Le cancer colorectal est le 4e cancer le plus souvent diagnostiqué aux États-Unis. L'incidence augmente brusquement vers l'âge de 40 à 50 ans. En 2023, on estime que 106 970 nouveaux cas de cancer du côlon et 46 050 nouveaux cas de cancer du rectum seront diagnostiqués (1). Le nombre de décès par cancer colorectal a régulièrement diminué au cours des dernières décennies ce qui est censé être le résultat de l'amélioration du dépistage et du diagnostic aux premiers stades de la maladie.

Dans l'ensemble, plus de la moitié des cas apparaissent au niveau du rectum et du sigmoïde et 95% sont des adénocarcinomes. Le cancer colorectal est légèrement plus fréquent chez l'homme que chez la femme. Des cancers synchrones (plus d'un) sont observés chez environ 5% des patients (2).

Références générales

  1. 1. Siegel RL, Miller KD, Wagle NS, Jemal A: Cancer statistics, 2023. CA Cancer J Clin 73(1):17–48, 2023. doi: 10.3322/caac.21763

  2. 2. Thiels CA, Naik ND, Bergquist JR, et al: Survival following synchronous colon cancer resection. J Surg Oncol 114(1):80-85, 2016. doi: 10.1002/jso.24258

Étiologie du cancer colorectal

Le cancer colorectal se développe le plus souvent suite à une transformation maligne de polypes adénomateux. Environ 80% des cas sont sporadiques et 20% ont une composante génétique. De nombreux syndromes génétiques prédisposent au cancer colorectal:

Les troubles médicaux prédisposants comprennent les maladies inflammatoires chroniques (p. ex., la rectocolite ulcéro-hémorragique et la maladie de Crohn colique); le risque de cancer augmente avec la durée d'évolution de ces troubles.
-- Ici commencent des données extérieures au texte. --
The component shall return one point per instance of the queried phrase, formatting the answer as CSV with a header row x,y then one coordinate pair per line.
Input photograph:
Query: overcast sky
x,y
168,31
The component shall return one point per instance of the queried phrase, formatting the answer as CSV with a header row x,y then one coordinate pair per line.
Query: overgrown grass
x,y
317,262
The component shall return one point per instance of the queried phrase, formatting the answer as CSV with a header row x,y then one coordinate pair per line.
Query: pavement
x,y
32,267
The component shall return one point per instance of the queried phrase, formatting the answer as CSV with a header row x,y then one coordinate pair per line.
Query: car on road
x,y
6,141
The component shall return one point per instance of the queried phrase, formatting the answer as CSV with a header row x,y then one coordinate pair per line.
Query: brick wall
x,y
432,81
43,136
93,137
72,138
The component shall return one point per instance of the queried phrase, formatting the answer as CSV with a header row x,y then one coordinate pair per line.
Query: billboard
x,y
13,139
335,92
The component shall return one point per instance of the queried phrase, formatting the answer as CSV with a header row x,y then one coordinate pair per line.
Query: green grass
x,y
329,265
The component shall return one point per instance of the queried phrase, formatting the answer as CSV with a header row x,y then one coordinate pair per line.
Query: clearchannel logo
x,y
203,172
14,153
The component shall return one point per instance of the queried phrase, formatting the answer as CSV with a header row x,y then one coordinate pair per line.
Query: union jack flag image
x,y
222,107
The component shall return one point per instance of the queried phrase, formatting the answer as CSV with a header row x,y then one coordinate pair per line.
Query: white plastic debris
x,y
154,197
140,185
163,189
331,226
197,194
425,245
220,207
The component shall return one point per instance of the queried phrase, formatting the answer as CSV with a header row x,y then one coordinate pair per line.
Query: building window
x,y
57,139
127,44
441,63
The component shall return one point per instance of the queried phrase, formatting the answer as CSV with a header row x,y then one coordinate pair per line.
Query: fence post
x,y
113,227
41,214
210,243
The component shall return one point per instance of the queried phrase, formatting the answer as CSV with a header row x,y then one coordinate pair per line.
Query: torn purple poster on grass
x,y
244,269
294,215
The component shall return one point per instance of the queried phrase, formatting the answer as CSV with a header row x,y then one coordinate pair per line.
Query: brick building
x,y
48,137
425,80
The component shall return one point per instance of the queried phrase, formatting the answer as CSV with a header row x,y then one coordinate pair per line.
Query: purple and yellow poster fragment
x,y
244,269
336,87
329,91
Les populations présentant une haute incidence de cancer colorectal ont en général une alimentation pauvre en fibres et riche en protéines animales, en graisses et en glucides raffinés. Bien que l'alimentation puisse contenir des substances cancérigènes, il semble plus probable que ces dernières soient produites par l'action de la flore bactérienne sur les aliments ou par les sécrétions biliaires ou intestinales. Le mécanisme exact reste inconnu.
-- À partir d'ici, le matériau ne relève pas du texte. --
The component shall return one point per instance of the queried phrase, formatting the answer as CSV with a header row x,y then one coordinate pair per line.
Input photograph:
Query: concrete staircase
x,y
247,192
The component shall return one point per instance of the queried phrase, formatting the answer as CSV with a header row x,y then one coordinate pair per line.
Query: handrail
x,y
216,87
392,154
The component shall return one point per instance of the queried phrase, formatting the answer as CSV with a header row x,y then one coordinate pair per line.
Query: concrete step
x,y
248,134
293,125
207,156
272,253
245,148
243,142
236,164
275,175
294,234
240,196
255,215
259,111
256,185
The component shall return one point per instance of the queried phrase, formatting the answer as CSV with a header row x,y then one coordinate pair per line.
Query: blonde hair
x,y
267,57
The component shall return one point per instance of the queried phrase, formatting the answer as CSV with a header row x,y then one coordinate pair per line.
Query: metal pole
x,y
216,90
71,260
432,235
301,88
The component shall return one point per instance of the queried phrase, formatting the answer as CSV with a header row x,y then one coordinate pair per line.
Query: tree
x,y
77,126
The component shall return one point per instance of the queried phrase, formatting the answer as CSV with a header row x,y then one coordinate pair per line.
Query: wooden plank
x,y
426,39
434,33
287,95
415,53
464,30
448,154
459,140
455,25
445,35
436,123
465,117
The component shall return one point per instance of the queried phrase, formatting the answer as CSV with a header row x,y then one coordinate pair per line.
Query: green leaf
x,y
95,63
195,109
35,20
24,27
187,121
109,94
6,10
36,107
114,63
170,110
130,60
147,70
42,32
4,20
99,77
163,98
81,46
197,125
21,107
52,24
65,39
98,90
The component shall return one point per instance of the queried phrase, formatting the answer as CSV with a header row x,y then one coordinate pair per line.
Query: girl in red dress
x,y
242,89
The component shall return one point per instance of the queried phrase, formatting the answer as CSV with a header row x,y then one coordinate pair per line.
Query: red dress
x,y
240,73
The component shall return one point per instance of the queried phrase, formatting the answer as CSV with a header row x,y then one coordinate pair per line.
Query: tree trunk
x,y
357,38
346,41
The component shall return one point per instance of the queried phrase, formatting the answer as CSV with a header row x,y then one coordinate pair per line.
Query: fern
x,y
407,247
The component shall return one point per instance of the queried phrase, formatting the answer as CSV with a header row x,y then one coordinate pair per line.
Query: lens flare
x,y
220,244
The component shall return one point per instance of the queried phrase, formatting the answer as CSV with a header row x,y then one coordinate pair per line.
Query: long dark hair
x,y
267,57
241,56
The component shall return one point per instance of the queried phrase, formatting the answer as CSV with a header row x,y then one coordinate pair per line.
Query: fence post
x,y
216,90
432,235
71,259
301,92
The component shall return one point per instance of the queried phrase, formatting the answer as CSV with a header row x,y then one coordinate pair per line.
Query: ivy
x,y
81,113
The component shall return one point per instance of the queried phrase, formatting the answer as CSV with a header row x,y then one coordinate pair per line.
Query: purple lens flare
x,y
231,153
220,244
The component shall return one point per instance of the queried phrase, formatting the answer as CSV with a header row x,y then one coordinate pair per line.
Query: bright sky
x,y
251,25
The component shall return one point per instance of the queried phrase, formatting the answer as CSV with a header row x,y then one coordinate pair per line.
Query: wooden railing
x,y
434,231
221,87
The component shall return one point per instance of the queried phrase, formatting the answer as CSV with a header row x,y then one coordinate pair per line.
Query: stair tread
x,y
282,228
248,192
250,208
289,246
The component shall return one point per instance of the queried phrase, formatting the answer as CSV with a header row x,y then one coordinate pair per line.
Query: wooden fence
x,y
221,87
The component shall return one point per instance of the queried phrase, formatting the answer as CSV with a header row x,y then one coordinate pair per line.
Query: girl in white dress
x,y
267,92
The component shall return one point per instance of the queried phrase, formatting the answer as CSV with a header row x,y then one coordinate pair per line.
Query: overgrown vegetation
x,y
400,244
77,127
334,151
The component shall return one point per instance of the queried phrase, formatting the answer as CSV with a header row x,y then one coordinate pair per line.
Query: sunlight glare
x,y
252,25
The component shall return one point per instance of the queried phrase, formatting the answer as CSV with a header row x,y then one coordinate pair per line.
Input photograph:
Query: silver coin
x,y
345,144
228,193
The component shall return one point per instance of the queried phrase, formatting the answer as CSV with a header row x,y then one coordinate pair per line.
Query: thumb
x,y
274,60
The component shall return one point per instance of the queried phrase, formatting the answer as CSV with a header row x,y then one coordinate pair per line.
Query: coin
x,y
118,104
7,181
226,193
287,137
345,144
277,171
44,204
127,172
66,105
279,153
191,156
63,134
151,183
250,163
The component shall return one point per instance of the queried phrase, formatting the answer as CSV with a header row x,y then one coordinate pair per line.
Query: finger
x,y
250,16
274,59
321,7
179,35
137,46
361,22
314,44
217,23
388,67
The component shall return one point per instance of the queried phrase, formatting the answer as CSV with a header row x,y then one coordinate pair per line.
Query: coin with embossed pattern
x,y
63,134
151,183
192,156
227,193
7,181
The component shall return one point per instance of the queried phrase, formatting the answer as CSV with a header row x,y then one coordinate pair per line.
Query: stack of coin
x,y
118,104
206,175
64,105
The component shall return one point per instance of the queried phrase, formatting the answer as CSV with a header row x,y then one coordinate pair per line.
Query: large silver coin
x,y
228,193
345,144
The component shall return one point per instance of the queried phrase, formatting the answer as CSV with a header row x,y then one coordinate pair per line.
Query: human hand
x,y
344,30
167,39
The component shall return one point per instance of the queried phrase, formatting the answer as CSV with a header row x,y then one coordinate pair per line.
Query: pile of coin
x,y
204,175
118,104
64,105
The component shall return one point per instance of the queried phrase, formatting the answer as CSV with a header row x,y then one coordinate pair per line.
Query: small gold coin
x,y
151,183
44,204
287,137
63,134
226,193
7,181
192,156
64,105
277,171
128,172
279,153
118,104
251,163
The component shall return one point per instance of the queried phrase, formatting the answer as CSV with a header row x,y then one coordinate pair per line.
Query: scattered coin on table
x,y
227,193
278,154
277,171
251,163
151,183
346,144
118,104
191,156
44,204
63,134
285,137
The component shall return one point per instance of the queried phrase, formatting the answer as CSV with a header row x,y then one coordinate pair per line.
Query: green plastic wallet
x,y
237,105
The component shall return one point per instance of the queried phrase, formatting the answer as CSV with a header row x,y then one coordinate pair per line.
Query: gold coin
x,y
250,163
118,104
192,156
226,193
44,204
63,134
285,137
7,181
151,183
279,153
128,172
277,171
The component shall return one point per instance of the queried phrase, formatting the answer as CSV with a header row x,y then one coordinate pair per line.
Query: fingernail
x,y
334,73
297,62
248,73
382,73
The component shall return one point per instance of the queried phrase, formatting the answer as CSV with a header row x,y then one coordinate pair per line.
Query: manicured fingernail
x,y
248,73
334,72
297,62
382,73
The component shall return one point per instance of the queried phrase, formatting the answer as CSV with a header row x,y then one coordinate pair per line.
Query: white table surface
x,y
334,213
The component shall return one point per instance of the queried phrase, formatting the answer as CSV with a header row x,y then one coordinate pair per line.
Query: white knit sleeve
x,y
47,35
Le cancer colorectal se dissémine par extension directe à travers la paroi intestinale, par métastases hématogènes, par métastases ganglionnaires lymphatiques régionales et par propagation périnerveuse.

Symptomatologie du cancer colorectal

Les adénocarcinomes colorectaux se développent lentement, et un long temps de latence est nécessaire pour qu'ils atteignent une taille susceptible d'entraîner des symptômes. Les symptômes dépendent de la topographie de la lésion, de son type, de son étendue et des complications.

Le côlon droit est large et ses parois sont minces et son contenu liquide; donc, l'occlusion est un événement tardif. Le saignement est habituellement occulte. La fatigue et la faiblesse provoquées par une anémie sévère peuvent être les seules plaintes, et les tumeurs sont souvent asymptomatiques et ne sont détectées que lorsqu'une coloscopie ou une imagerie transversale sont effectuées pour une autre raison. Parfois, les tumeurs grossissent suffisamment pour être palpables à travers la paroi abdominale avant l'apparition de symptômes.

La lumière du côlon gauche est plus étroite, les matières semi-solides et le cancer à ce niveau ont tendance causer une obstruction plus tôt que dans le cas du côlon droit. Une occlusion partielle ou totale avec coliques abdominales peut être le symptôme inaugural. Les selles peuvent être sanglantes ou simplement striées de sang. Certains patients présentent initialement des symptômes de perforation, habituellement circonscrite (douleur localisée) ou rarement une péritonite généralisée.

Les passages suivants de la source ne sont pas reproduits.